ALC hit by Geosweep failure

ALC hit by Geosweep failure

Wednesday, July 29, 2015 Totally Gaming
The lottery group produced flat profits in 2014-15

Atlantic Lottery Corporation (ALC) saw profits unchanged for 2014-15 as it absorbed losses inflicted by the failed Geosweep game.

The Canadian lottery group says it met its projected profit targets and delivered C$368m (€257.1m/$284.0m), down 0.07 per cent year-on-year, to the four Atlantic provinces' governments, with total gross sales up 1.8 per cent to C$552.5m.

However, performance was much improved in Nova Scotia and Newfoundland and Labrador, but were countered by dips in the New Brunswick and Prince Edward Island provinces that had decided to opt into Geosweep, ALC’s map-based lottery game.

The C$8.9m losses in those two provinces were almost exclusively caused by their joint $8.7m investment in the company behind the failed game Geosweep being written off by ALC management in June. However, Brent Scrimshaw, president and chief executive, says that ALC must continue to consider new games and innovations.

“While our efforts have resulted in a return of $368m to our shareholders, we must keep working toward a future that continues to contribute a sustainable financial return to the region,” Scrimshaw said. 

“Atlantic Lottery is evolving to ensure it meets the expectations of its players now and into the future.

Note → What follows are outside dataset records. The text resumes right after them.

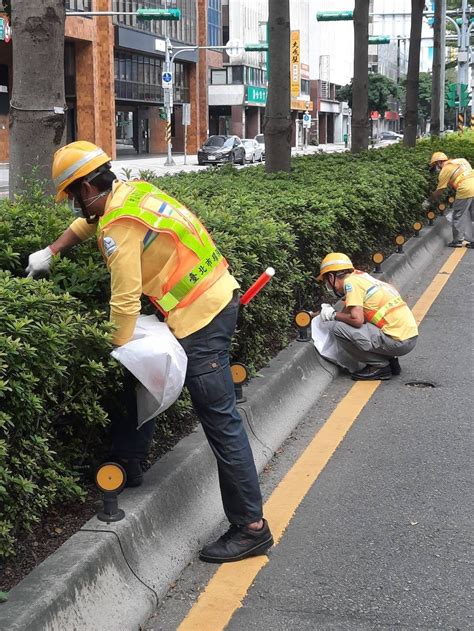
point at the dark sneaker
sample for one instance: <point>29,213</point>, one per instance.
<point>238,543</point>
<point>133,469</point>
<point>372,373</point>
<point>394,366</point>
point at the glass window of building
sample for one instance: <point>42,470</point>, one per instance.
<point>78,5</point>
<point>138,78</point>
<point>214,23</point>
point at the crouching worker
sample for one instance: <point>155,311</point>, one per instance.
<point>375,327</point>
<point>153,245</point>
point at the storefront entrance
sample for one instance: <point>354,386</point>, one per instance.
<point>132,130</point>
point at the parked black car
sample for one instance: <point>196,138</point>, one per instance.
<point>219,149</point>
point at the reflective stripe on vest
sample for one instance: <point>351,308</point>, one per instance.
<point>458,175</point>
<point>177,221</point>
<point>377,317</point>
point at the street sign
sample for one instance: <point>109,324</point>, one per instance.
<point>334,16</point>
<point>234,48</point>
<point>5,30</point>
<point>166,80</point>
<point>186,119</point>
<point>168,98</point>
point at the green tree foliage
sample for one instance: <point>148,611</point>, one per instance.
<point>7,6</point>
<point>381,89</point>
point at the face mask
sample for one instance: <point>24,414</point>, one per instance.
<point>91,200</point>
<point>76,210</point>
<point>333,289</point>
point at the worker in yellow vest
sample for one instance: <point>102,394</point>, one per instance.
<point>155,246</point>
<point>375,326</point>
<point>456,174</point>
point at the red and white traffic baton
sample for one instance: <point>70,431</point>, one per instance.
<point>259,284</point>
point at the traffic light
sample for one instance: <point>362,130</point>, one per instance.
<point>158,14</point>
<point>464,94</point>
<point>334,16</point>
<point>451,99</point>
<point>379,39</point>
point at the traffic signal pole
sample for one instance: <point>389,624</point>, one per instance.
<point>463,65</point>
<point>168,97</point>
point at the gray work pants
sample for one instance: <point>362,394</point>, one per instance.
<point>369,344</point>
<point>463,216</point>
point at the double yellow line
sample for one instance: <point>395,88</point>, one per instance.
<point>227,588</point>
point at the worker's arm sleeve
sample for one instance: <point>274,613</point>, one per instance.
<point>354,293</point>
<point>82,229</point>
<point>123,250</point>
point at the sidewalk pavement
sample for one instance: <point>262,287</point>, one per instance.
<point>130,166</point>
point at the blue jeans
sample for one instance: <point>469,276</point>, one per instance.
<point>210,385</point>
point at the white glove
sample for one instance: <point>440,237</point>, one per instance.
<point>39,262</point>
<point>327,313</point>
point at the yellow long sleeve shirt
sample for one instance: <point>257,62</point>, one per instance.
<point>466,187</point>
<point>136,270</point>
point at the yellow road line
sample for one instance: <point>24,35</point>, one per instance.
<point>229,585</point>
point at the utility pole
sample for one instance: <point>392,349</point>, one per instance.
<point>167,83</point>
<point>442,73</point>
<point>277,123</point>
<point>439,63</point>
<point>463,65</point>
<point>38,103</point>
<point>398,83</point>
<point>413,74</point>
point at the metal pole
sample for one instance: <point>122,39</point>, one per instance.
<point>398,84</point>
<point>462,56</point>
<point>168,96</point>
<point>185,142</point>
<point>442,73</point>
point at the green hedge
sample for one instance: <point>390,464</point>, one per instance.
<point>57,381</point>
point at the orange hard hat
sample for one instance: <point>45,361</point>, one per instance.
<point>334,262</point>
<point>75,160</point>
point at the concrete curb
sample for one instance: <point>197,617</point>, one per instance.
<point>109,576</point>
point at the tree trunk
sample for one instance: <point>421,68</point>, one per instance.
<point>413,74</point>
<point>436,84</point>
<point>360,87</point>
<point>277,122</point>
<point>36,127</point>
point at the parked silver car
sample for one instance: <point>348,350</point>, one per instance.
<point>219,149</point>
<point>253,151</point>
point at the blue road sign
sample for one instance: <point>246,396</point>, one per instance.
<point>166,79</point>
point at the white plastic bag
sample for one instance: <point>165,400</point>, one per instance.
<point>156,358</point>
<point>329,347</point>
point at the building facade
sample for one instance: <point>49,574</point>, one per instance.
<point>113,75</point>
<point>238,88</point>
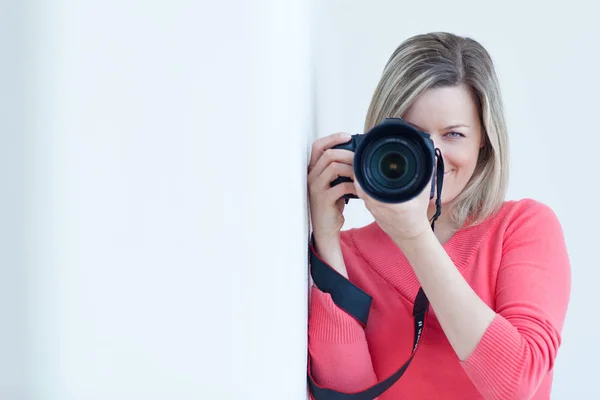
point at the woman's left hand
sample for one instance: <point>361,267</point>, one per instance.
<point>402,221</point>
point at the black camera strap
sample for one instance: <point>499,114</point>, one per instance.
<point>357,303</point>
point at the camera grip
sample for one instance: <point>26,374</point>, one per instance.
<point>341,179</point>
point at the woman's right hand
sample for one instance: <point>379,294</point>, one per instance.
<point>326,202</point>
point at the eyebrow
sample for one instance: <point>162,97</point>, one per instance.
<point>445,129</point>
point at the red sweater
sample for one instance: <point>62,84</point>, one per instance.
<point>516,261</point>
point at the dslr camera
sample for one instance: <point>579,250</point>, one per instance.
<point>393,162</point>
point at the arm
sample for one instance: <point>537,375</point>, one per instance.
<point>507,352</point>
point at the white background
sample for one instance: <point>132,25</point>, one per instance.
<point>153,202</point>
<point>546,59</point>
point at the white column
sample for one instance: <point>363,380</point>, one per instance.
<point>12,209</point>
<point>167,219</point>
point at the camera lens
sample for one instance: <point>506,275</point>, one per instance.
<point>393,166</point>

Players are looking for different gaming options, new ways to play, and alternative prize structures - we are working hard to deliver on their expectations.

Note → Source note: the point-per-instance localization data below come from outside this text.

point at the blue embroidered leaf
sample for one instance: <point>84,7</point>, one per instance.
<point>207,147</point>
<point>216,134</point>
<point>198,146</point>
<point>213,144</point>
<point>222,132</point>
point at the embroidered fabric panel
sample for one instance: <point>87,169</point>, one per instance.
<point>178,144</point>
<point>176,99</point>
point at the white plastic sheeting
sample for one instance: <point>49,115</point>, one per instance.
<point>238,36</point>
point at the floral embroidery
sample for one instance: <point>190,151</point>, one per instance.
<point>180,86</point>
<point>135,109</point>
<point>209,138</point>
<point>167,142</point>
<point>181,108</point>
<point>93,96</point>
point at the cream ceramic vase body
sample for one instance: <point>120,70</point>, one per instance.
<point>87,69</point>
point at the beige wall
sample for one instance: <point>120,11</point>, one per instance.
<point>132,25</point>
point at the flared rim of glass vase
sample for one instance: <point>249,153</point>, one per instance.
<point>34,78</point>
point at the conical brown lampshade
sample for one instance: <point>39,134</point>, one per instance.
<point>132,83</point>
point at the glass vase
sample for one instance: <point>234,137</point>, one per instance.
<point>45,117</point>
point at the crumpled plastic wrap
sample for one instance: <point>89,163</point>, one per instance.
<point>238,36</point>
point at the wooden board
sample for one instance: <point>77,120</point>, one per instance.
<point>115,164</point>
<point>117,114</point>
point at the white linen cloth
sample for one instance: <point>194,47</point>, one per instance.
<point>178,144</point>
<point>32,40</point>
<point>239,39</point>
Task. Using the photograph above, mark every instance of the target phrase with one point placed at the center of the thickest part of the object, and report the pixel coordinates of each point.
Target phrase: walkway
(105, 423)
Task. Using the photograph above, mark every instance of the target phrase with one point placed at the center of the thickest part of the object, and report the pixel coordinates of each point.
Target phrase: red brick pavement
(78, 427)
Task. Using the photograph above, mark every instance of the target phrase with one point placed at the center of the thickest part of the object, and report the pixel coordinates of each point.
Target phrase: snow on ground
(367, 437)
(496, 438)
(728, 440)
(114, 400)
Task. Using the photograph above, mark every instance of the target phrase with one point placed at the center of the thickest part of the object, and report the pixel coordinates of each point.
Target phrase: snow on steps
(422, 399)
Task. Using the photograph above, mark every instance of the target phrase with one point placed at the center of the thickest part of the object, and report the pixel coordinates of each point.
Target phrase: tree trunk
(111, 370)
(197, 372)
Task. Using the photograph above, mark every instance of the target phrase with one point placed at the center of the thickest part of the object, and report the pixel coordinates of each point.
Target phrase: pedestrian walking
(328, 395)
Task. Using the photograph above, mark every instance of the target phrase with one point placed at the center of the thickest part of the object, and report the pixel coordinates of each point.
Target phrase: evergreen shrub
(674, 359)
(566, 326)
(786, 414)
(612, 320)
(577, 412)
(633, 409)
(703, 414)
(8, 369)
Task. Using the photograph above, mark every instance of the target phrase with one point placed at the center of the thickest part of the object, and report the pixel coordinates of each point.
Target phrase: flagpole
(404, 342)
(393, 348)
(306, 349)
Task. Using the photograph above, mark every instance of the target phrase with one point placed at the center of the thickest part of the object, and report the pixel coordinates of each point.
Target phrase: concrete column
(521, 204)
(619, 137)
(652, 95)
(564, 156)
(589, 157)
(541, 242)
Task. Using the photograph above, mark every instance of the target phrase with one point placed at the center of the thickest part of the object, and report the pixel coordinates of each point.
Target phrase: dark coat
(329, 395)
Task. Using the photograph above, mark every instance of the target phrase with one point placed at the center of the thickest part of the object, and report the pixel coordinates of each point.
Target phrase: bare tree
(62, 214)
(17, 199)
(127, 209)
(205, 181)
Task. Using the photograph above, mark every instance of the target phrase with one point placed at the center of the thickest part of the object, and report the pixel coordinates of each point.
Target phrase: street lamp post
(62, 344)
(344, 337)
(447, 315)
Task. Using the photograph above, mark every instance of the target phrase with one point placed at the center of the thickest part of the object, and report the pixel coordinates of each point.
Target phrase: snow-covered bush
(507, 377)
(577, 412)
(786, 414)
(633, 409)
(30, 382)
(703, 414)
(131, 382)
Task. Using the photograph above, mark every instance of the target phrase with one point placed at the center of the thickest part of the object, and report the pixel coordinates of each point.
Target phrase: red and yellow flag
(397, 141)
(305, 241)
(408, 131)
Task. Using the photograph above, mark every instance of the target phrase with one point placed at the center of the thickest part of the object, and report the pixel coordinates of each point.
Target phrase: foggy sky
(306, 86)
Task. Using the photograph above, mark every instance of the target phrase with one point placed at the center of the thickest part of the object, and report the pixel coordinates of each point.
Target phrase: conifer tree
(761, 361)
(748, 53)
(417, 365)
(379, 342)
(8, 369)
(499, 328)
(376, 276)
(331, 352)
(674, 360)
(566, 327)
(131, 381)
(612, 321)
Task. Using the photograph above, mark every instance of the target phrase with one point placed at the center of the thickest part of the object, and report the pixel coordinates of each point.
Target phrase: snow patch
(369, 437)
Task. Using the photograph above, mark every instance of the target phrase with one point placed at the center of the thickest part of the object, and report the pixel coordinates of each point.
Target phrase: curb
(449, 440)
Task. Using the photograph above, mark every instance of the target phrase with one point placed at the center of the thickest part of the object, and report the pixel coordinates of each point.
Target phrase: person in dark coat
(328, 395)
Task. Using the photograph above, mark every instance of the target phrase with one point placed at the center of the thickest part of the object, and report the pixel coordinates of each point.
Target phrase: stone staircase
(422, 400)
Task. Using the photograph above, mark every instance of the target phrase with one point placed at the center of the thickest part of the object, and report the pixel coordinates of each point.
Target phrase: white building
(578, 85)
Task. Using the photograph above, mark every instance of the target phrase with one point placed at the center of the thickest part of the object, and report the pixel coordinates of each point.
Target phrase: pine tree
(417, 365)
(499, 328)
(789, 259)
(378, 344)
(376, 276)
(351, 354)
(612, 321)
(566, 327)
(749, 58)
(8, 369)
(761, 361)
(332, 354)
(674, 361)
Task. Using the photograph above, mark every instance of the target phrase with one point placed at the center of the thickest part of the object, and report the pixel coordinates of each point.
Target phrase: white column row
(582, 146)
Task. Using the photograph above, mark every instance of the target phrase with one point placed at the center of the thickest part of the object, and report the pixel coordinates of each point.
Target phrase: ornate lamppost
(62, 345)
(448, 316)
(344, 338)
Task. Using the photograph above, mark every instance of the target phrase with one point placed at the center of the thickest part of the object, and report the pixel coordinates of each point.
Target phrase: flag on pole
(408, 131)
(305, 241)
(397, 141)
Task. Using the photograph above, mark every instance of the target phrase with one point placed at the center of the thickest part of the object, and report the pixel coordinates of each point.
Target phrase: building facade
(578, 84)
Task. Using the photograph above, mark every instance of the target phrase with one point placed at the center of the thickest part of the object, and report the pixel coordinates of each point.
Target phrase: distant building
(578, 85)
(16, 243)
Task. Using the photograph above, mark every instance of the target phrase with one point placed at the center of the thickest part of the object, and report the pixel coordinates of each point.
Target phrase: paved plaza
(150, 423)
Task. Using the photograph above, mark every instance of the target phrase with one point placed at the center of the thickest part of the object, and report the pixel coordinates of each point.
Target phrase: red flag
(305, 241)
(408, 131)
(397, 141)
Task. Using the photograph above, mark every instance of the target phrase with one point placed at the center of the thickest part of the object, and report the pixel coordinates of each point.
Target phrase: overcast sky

“When they play with us they get a variety of products and are protected with responsible gambling tools that are recognised as world class.”

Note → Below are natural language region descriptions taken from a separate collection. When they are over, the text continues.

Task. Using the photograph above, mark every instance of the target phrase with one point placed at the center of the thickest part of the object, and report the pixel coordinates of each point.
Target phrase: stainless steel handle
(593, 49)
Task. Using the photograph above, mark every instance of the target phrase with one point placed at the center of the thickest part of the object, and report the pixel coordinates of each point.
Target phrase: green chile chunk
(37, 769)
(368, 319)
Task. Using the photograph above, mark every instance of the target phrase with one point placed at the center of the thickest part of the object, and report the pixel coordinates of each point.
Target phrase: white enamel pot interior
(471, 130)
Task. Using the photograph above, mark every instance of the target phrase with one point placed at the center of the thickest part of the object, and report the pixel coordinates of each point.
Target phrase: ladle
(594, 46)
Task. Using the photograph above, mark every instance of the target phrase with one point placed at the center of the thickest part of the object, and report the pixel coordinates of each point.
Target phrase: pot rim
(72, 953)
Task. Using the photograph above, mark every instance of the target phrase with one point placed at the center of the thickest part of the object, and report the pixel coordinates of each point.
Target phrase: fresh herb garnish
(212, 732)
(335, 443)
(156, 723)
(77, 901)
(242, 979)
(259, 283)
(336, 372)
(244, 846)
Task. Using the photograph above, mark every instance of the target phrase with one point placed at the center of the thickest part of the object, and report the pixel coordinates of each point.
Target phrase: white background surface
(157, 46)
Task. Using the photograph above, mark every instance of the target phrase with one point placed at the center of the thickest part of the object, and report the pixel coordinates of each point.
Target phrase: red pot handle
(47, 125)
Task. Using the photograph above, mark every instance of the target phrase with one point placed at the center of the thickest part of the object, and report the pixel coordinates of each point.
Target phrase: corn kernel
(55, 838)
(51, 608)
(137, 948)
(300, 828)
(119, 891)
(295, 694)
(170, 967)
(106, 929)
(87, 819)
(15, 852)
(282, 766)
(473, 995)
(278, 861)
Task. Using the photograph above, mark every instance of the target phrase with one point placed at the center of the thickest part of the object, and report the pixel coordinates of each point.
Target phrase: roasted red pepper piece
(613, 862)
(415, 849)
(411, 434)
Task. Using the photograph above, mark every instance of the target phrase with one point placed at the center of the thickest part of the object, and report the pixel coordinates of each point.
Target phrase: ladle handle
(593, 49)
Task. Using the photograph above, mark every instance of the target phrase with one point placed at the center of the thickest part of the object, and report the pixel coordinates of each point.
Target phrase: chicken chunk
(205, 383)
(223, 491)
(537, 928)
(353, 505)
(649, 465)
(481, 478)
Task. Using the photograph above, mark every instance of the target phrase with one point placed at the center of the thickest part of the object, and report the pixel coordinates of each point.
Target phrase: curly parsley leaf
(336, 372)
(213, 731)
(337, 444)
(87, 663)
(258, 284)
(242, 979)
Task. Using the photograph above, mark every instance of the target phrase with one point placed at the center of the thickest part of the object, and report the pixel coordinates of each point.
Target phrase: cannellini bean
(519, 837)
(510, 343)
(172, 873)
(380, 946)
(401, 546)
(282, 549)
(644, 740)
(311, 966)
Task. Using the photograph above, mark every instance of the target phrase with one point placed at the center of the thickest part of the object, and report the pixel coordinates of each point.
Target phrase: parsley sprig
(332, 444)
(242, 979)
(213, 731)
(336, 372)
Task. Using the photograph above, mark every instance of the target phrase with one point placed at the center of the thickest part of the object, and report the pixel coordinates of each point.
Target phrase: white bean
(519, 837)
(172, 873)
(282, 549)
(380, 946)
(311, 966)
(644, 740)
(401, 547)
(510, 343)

ALC bought into lottery games company Geonomics in 2011 but, despite a heavy marketing campaign, it cancelled the Geosweep game in Canada in 2013 but retained its investment. 

In 2014-15, ALC saw iLottery sales grow by more than 10 per cent to a record high of over C$20m thanks to more than 30,000 unique customers making a purchase

It said that $372.7m was awarded in prizes, while operating expenses as a percentage of net sales remained consistent year-on-year at 16 per cent.

“We return 100 per cent of our profits to the governments of Atlantic Canada and these profits continue to fund important public services across the region,” said Scrimshaw.

“We are proud of our contribution to the communities we serve. We will continue to work hard to provide sustainable and responsible profits by offering adult Atlantic Canadians the right games through the right channels.”